5.5 Designers' wallpaper maze [Photo Credit: Switched on Set]
You don't have to know what a fabber (digital fabricator) or modder (person who modifies) is to enjoy TechnoCRAFT, the latest show at the Yerba Buena Center for the Arts.
Like the word itself, the exhibit offers projects that blur any distinction there may still be between technology and art, designer and user or subject and object. Drawing from household goods, video games and prison-inmate implements, TechnoCRAFT displays frameworks, which the user then mods, tweaks and hacks to fit his or her needs. It is the perfect symbiosis.

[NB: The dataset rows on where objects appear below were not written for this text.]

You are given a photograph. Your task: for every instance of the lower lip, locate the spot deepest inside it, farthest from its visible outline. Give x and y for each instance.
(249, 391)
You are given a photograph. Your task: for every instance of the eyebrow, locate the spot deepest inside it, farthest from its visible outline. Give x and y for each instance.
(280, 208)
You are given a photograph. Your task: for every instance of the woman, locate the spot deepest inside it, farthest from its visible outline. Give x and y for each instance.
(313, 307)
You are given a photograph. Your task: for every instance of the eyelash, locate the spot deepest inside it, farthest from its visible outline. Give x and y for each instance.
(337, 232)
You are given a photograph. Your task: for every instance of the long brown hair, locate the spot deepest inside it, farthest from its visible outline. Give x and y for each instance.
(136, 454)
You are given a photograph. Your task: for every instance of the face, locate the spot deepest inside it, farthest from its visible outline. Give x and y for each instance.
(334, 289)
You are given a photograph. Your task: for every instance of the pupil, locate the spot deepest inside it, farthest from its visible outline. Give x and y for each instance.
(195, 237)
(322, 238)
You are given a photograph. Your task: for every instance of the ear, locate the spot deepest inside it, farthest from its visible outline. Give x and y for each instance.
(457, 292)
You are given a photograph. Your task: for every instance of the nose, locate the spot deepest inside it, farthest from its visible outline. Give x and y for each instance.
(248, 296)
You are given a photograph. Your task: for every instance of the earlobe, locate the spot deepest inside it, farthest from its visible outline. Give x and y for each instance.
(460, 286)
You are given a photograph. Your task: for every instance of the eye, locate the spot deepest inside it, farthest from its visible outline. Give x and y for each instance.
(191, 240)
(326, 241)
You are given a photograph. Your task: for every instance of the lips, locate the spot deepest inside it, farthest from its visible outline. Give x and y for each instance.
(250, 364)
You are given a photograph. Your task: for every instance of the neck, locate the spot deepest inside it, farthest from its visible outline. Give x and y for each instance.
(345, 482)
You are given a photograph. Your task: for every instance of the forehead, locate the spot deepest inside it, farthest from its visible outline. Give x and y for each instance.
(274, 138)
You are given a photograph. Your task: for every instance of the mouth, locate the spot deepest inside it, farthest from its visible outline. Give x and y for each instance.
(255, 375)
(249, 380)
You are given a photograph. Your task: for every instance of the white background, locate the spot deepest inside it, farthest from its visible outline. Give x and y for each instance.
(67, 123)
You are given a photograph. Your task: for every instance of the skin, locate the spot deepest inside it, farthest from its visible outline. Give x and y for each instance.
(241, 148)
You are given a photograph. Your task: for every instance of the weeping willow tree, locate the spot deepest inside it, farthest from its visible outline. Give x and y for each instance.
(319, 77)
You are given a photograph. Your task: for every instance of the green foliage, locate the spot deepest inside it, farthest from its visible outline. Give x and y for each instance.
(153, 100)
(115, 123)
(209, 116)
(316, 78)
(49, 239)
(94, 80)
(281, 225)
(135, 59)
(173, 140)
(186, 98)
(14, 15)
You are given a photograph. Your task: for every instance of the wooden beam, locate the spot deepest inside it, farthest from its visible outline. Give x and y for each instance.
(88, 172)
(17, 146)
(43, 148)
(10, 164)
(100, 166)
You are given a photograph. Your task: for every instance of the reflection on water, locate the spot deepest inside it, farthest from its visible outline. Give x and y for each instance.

It's great to see the role of the designer chopped and screwed back together. Among the many striking objects in this exhibit are the bike seat fastened to the legs of a toddler's high chair; build-your-own shoes, soda label and videogame hero; the malleable titanium cube waiting to be crushed into a form-fitting chair; and modular product development open platforms, called bugs.
As delightful as the exhibit is, it's difficult to step midstride into a participatory art project without being able to participate. The 40' by 15' wallpaper maze upon which the artist traced a dozen dead-end paths in magic marker practically begged me to pick up a marker and give it a go. But do-not-touch decorum and omnipresent gallery attendant foiled all hope of that.
Even if a museum isn't the best place to experience art as an interactive process, TechnoCRAFT is inspiring and loads of fun.
In the same do-it-yourself spirit, SPUR's DIY Urbanism exhibition opening Tuesday, September 7, will showcase innovative urban projects defined by their bottom-up approach to urban intervention.